Evaluate the following products without multiplying directly:
(i) $ 103 \times 107 $
(ii) $ 95 \times 96 $
(iii) $ 104 \times 96 $

AcademicMathematicsNCERTClass 9

To do:

We have to evaluate the given products without multiplying directly.

Solution:

We know that,

$(x + a)(x+b) = x( x+ b) + a(x+b)$

$=x^2+xb+ax+ab$

$=x^2+x(a+b)+ab$

Therefore,

(i) \( 103 \times 107=(100+3) \times (100+7) \)

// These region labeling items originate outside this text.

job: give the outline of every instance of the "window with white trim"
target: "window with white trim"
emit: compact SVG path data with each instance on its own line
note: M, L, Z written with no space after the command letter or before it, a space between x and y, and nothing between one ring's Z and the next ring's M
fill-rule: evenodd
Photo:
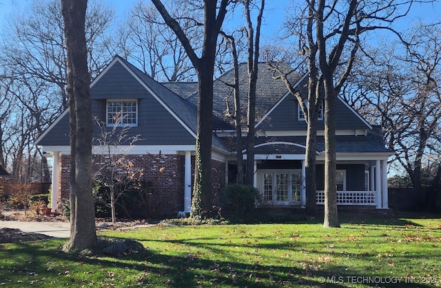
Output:
M336 182L337 191L346 191L346 170L337 170Z
M305 102L305 105L307 108L308 102ZM298 103L297 104L297 110L298 110L298 120L305 120L305 114L303 113L303 110L302 110L302 106L300 106L300 104L299 103ZM324 114L323 101L320 101L320 106L318 107L318 114L317 115L317 119L323 120L323 114Z
M107 125L138 125L137 100L107 100L105 118Z

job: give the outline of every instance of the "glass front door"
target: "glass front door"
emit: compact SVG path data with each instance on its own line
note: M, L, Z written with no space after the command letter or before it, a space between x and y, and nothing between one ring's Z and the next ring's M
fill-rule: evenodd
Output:
M262 174L263 196L265 204L300 205L302 186L300 171L265 172Z

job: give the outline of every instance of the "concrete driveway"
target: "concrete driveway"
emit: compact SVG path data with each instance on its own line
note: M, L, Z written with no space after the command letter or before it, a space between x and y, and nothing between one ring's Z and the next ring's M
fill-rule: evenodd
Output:
M1 221L0 229L19 229L26 233L38 233L57 238L69 238L70 223L69 222L25 222Z

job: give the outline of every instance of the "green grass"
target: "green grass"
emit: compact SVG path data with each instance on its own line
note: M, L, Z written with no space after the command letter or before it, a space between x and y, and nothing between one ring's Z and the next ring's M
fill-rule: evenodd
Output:
M63 240L0 246L3 287L441 287L441 219L341 217L289 224L101 232L145 251L65 254Z

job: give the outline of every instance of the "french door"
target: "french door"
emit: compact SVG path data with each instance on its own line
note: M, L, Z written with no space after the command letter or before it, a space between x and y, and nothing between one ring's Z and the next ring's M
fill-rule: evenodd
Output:
M302 173L298 170L267 171L263 174L265 202L275 205L300 204Z

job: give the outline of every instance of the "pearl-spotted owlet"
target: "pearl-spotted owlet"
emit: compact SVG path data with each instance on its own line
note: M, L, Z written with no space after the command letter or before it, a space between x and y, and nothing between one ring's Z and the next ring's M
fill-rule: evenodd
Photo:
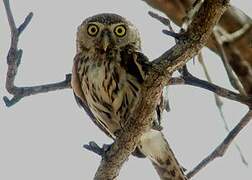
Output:
M71 82L76 100L115 139L137 103L150 66L141 53L139 32L119 15L98 14L78 27L76 43ZM159 118L157 107L153 124ZM161 130L154 126L143 134L133 154L148 157L165 179L185 179Z

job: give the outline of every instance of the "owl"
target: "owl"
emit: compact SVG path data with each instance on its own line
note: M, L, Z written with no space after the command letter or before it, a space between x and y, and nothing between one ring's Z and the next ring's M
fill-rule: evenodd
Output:
M140 34L125 18L98 14L78 27L72 88L77 103L109 137L123 133L151 63L141 52ZM147 97L146 97L147 98ZM134 154L148 157L167 179L185 179L161 129L162 98L153 128L143 134Z

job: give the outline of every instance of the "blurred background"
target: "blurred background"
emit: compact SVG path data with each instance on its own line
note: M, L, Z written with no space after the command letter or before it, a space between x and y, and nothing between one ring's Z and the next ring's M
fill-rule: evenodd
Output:
M17 25L30 11L34 12L32 22L19 41L24 54L17 86L63 80L71 71L77 26L97 13L114 12L132 21L139 28L143 52L150 59L174 44L174 39L161 33L165 27L148 16L149 10L155 10L140 0L13 0L10 3ZM231 3L252 16L250 1L232 0ZM10 44L3 3L0 22L2 97L9 96L5 90L5 76ZM203 49L203 55L214 83L232 89L220 58L207 49ZM197 61L190 61L188 67L195 76L205 78ZM223 140L226 131L212 93L189 86L172 86L169 99L171 111L165 114L164 133L181 165L191 170ZM247 108L233 101L223 101L224 115L229 126L234 127ZM252 179L251 137L249 124L236 138L248 167L242 163L233 143L224 157L216 159L192 179ZM92 179L100 157L82 148L91 140L98 144L112 142L78 108L70 89L27 97L10 108L0 101L0 179ZM158 176L147 159L130 157L119 179L154 180Z

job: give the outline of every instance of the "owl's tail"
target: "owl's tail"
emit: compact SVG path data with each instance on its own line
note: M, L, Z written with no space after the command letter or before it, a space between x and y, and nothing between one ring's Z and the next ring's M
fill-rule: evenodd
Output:
M138 148L151 160L162 180L187 179L162 132L152 129L145 133Z

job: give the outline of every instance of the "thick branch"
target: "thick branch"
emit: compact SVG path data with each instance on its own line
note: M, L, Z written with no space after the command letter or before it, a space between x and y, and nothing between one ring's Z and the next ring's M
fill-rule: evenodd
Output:
M186 38L179 40L177 45L154 61L153 70L141 88L138 104L123 132L107 152L106 158L102 160L95 175L96 180L115 179L118 176L123 163L135 149L141 135L150 128L150 117L167 82L167 76L185 65L207 42L227 4L226 0L204 1L189 24L185 33Z
M252 118L252 111L249 110L247 114L241 119L241 121L235 126L235 128L227 135L227 137L222 141L222 143L205 159L203 159L192 171L187 174L187 177L190 179L202 168L208 165L211 161L217 157L222 157L227 151L231 142L235 137L240 133L240 131L250 122Z
M233 91L222 88L222 87L217 86L217 85L210 83L208 81L204 81L204 80L201 80L197 77L194 77L191 74L188 74L183 77L171 78L168 83L168 85L179 85L179 84L187 84L187 85L200 87L200 88L209 90L209 91L211 91L221 97L240 102L242 104L247 105L248 107L252 107L252 97L251 96L244 96L244 95L235 93Z
M39 93L46 93L49 91L55 91L65 88L70 88L71 74L67 74L64 81L52 84L45 84L40 86L32 86L32 87L17 87L14 84L15 77L17 75L18 66L20 65L23 51L18 49L18 40L21 33L27 27L29 22L32 19L33 13L29 13L25 18L24 22L17 28L8 0L4 0L4 6L8 18L8 22L11 30L11 45L7 56L7 76L6 76L6 89L7 91L13 95L13 98L10 100L6 96L3 97L3 100L6 106L12 106L22 98L30 95L35 95Z
M193 2L195 2L195 0L143 1L145 1L155 9L158 9L165 13L175 24L179 26L182 26L182 22L186 17L186 12L191 8ZM226 34L230 34L232 37L235 37L228 38L229 47L224 48L229 63L237 74L238 78L240 79L247 94L252 94L251 22L251 18L249 18L245 13L241 12L238 8L230 6L228 10L223 14L218 23L218 28L223 29ZM213 35L211 36L206 45L211 50L221 55L221 49L219 49L218 42L216 41Z

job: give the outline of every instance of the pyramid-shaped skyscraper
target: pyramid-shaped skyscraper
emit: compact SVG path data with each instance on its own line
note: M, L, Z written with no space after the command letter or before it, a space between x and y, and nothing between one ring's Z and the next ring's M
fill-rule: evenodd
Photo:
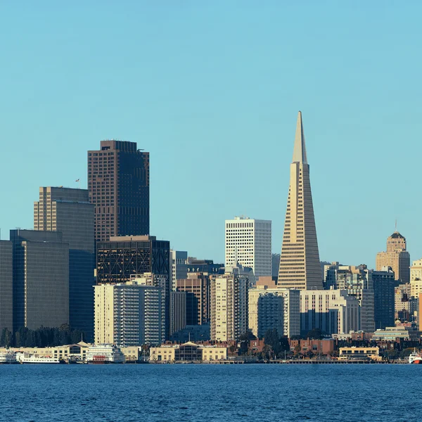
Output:
M300 111L290 164L278 285L299 290L322 289L309 165L306 157Z

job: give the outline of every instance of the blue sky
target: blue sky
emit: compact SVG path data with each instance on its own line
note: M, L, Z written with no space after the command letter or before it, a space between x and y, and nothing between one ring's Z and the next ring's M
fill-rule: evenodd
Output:
M101 139L151 152L151 234L224 258L224 222L273 222L298 110L321 260L373 267L395 219L422 256L417 1L0 3L0 227L40 186L87 185Z

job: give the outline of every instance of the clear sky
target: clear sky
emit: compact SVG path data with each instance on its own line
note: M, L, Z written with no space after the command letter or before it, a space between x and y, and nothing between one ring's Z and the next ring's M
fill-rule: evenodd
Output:
M222 261L225 219L279 252L303 113L320 257L422 256L420 1L0 2L0 227L87 186L101 139L151 152L151 232Z

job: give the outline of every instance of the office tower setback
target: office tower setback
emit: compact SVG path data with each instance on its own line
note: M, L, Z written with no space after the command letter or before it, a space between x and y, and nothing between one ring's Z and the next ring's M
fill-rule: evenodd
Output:
M394 326L394 289L396 285L391 267L372 272L375 329Z
M410 255L406 250L406 238L398 231L395 231L387 239L387 251L376 255L376 271L383 267L391 267L395 279L402 283L410 281Z
M39 188L34 203L34 229L60 231L69 243L69 323L94 336L94 205L88 191L61 187Z
M278 285L299 290L322 289L309 166L300 112L298 116L293 159L290 164Z
M284 298L277 289L249 289L249 329L254 335L262 338L267 330L284 333Z
M149 153L136 142L101 141L88 151L88 190L97 241L149 234Z
M327 334L361 329L359 303L347 290L300 290L300 331L314 328Z
M186 325L209 324L210 276L188 273L186 279L177 280L176 290L186 294Z
M226 269L211 276L211 340L238 340L248 331L249 279L243 268Z
M13 329L13 243L0 240L0 335Z
M170 292L170 335L186 326L186 293Z
M165 340L162 288L132 280L94 286L95 342L122 347Z
M225 223L225 266L237 262L253 270L255 281L271 276L271 221L235 217Z
M11 230L11 241L14 331L69 324L69 244L62 234Z
M188 274L188 252L184 250L170 250L170 286L176 290L176 281L186 279Z
M283 335L289 338L293 335L300 335L300 290L280 288L271 277L260 277L254 288L249 289L248 311L249 329L252 331L252 333L255 335L258 335L258 327L261 319L260 314L261 313L262 318L263 318L262 321L267 320L263 324L267 324L267 326L275 325L276 326L272 328L279 330L277 328L279 326L279 321L276 322L276 319L279 319L277 310L274 309L272 311L269 310L268 307L258 308L260 298L266 295L272 295L283 298L283 326L280 327L280 331L279 331L280 335Z

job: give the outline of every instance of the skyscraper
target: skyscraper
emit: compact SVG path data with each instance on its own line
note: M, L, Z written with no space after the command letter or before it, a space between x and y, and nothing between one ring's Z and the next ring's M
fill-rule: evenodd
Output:
M290 164L278 285L299 290L323 288L301 112Z
M406 250L406 238L395 231L387 238L387 251L376 254L376 271L383 267L391 267L396 280L402 283L410 281L410 255Z
M94 335L94 205L88 191L41 187L34 203L34 229L60 231L69 243L69 324Z
M271 276L271 221L235 217L225 224L225 267L236 260L253 270L255 281Z
M13 243L0 240L0 334L13 329Z
M69 244L59 231L11 230L13 330L69 324Z
M149 153L136 142L101 141L88 151L88 190L97 241L149 234Z

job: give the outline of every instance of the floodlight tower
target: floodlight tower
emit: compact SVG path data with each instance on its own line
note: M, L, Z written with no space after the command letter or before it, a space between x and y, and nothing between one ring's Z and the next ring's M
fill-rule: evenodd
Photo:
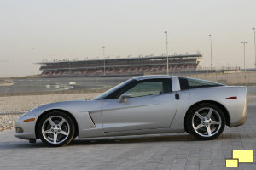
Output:
M167 75L169 75L169 56L168 56L168 32L165 31L165 34L166 34L166 57L167 57Z

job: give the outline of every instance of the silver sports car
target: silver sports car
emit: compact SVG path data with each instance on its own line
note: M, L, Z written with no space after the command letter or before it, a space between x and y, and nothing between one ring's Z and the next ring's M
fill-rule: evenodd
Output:
M129 79L91 100L51 103L16 122L15 137L50 146L73 139L187 132L213 139L245 123L246 87L172 76Z

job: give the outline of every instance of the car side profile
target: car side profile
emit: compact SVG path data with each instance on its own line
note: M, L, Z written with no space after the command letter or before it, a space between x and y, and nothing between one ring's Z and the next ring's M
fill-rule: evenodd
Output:
M131 78L91 100L47 104L22 115L15 137L49 146L74 138L187 132L207 140L247 116L246 87L174 76Z

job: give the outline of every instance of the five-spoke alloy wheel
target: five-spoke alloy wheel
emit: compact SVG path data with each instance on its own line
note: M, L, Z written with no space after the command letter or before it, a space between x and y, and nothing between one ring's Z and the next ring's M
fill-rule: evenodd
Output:
M200 139L213 139L224 129L222 110L212 104L201 104L190 110L186 120L188 130Z
M54 111L46 114L39 122L38 136L50 146L64 146L74 137L74 124L65 113Z

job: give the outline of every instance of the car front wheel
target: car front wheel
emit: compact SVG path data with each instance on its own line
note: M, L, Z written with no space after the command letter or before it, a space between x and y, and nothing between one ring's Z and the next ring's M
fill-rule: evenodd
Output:
M207 140L218 137L224 129L225 117L222 110L212 104L201 104L195 106L187 117L189 133Z
M46 114L39 122L38 132L41 140L49 146L64 146L74 136L74 123L65 113L54 111Z

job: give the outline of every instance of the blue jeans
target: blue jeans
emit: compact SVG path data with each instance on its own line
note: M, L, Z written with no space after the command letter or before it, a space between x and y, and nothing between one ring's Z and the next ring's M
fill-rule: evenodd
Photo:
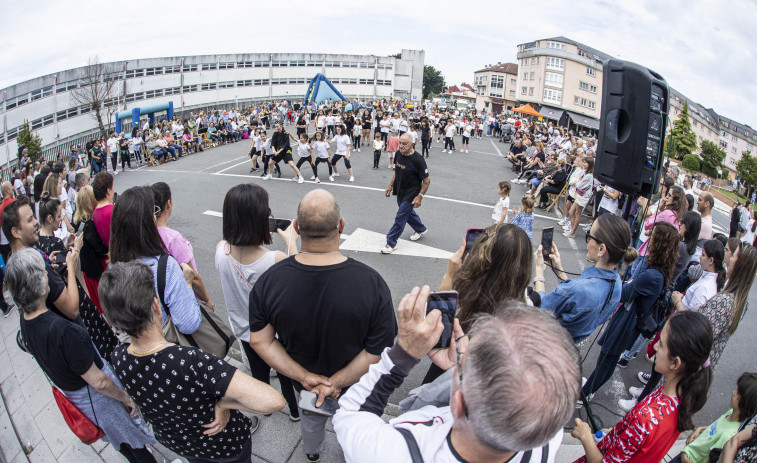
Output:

Here, $x=100, a=3$ and $b=7$

This implies,

$(100+3)(100+7) = (100)^2+100(3+7)+3\times7$

$=10000+100(10)+21$

$=10000+1000+21$

$=11021$

Hence, $103 \times 107=11021$.

(ii) \( 95 \times 96=(100-5)\times(100-4) \)

Here, $x=100, a=-5$ and $b=-4$

This implies,

$(100-5)(100-4) = (100)^2+100(-5-4)+(-5)\times(-4)$

$=10000+100(-9)+20$

$=10000-900+20$

$=9120$

Hence, $95 \times 96=9120$.

(iii) \( 104 \times 96=(100+4)\times(100-4) \)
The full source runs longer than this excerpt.